The Children’s Defense Fund recently released our latest report on Ending Child Poverty Now once again showing just how much poverty is hurting our children and nation and sullying our pretensions to be an equal opportunity society.
We all lose in a nation that allows millions of children to face the minute by minute, hour by hour, day by day harms of poverty.
In 2017 over 12.8 million of our children lived below the official poverty line—$25,094 for a family of four—based only on cash income. Nearly half lived in extreme poverty below half the poverty line. More than two-thirds of poor children in related families live with an adult who works and more than a third live with an adult who works full-time year round.
Poverty stacks the odds against children and stalks them down every avenue of their lives. As our latest national plea to end child poverty now carefully documents, poverty places children at risk of hunger, homelessness, sickness, violence, educational failure and family stress and too often deprives them of positive early childhood experiences and opportunities that prepare more affluent children for school, college and work.
Poverty wears down children’s emotional reserves, saps their spirits and confidence and threatens their potential and aspirations. From infancy through adulthood poverty gnaws away at child resiliency and hope and harms them for life.

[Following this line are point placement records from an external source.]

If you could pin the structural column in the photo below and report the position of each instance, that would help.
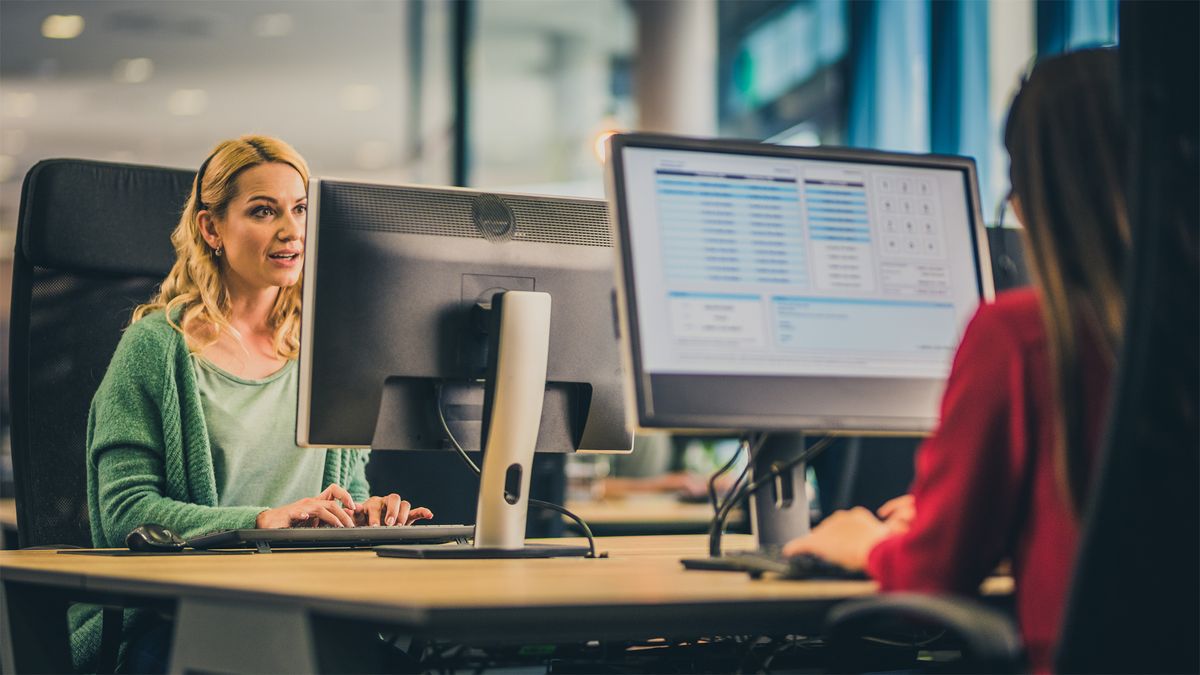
(675, 77)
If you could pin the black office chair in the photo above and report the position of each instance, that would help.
(93, 242)
(1134, 603)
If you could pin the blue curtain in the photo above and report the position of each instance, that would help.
(960, 114)
(1069, 24)
(889, 76)
(919, 78)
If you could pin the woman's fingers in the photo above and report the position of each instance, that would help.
(391, 503)
(419, 513)
(375, 512)
(336, 491)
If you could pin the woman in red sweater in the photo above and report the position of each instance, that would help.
(1006, 473)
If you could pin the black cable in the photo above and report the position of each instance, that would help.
(539, 503)
(754, 446)
(718, 524)
(743, 443)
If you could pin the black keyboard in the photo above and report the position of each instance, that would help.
(333, 537)
(756, 563)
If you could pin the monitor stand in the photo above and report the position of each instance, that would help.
(779, 512)
(516, 386)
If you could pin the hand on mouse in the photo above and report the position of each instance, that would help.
(334, 508)
(389, 511)
(845, 538)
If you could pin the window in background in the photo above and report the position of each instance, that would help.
(781, 70)
(545, 82)
(360, 88)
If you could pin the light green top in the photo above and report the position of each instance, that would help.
(252, 430)
(150, 460)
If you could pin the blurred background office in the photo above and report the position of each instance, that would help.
(509, 94)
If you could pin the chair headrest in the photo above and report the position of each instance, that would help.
(106, 217)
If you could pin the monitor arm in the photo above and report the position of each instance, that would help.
(513, 410)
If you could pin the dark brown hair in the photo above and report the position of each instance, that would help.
(1066, 143)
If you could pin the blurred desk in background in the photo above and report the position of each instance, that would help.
(649, 514)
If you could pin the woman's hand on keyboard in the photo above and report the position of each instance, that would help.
(333, 507)
(899, 513)
(844, 538)
(389, 511)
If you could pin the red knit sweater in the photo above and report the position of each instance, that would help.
(985, 487)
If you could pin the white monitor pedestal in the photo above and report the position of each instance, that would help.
(519, 383)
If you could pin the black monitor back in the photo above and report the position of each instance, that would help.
(395, 280)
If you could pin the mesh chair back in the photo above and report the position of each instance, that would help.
(93, 243)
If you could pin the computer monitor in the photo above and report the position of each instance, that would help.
(414, 297)
(778, 288)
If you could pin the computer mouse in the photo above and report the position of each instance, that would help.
(153, 537)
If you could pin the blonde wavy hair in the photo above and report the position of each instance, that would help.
(195, 288)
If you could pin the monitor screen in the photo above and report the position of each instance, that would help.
(771, 287)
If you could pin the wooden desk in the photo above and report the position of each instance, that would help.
(291, 611)
(9, 524)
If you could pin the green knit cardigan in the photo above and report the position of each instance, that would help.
(147, 417)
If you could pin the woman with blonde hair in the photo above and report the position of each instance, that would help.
(193, 425)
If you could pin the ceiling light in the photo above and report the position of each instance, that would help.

Beyond its individual human costs, child poverty has huge economic costs for all of us. One study shows the lost productivity and extra health and crime costs stemming from child poverty add up to about $700 billion a year, or 3.5 percent of GDP.
Another study found eliminating child poverty between the prenatal and age 5 years would increase lifetime earnings between $53,000 and $100,000 a child—a total lifetime benefit of $20 to $36 billion for all babies born in a given year. And we cannot measure the countless innovations and discoveries that never occur because so much child potential is lost.
Child poverty also fuels a destructive intergenerational cycle of poverty with compounding effects that can have lasting consequences into adulthood. Children who grow up poor have a harder time escaping poverty as adults.
Research shows people who experienced poverty at any point during childhood are more than three times as likely to be poor at age 30 as those who were never poor as children. The longer a child is poor, the greater her risk of becoming a poor adult. A 2017 Urban Institute report found only 20 percent of children who spent half their childhoods in poverty were consistently working or in school during their twenties.
No families should have to fight so desperately to beat the odds in this battle that is so hard to win in a nation with the largest economy in the world. We must act now to save our children’s lives and our nation’s soul. Inaction is not an option; poverty is far too costly for our children and nation to continue.
Ending Child Poverty Now shows we already have the solutions and that by investing just a small percentage of our federal budget into existing programs and policies, we can make significant progress and rescue many child lives from stunted futures. We just need the moral decency, political will and economic common sense to do it.
Marian Wright Edelman is founder and president emerita of the Children's Defense Fund.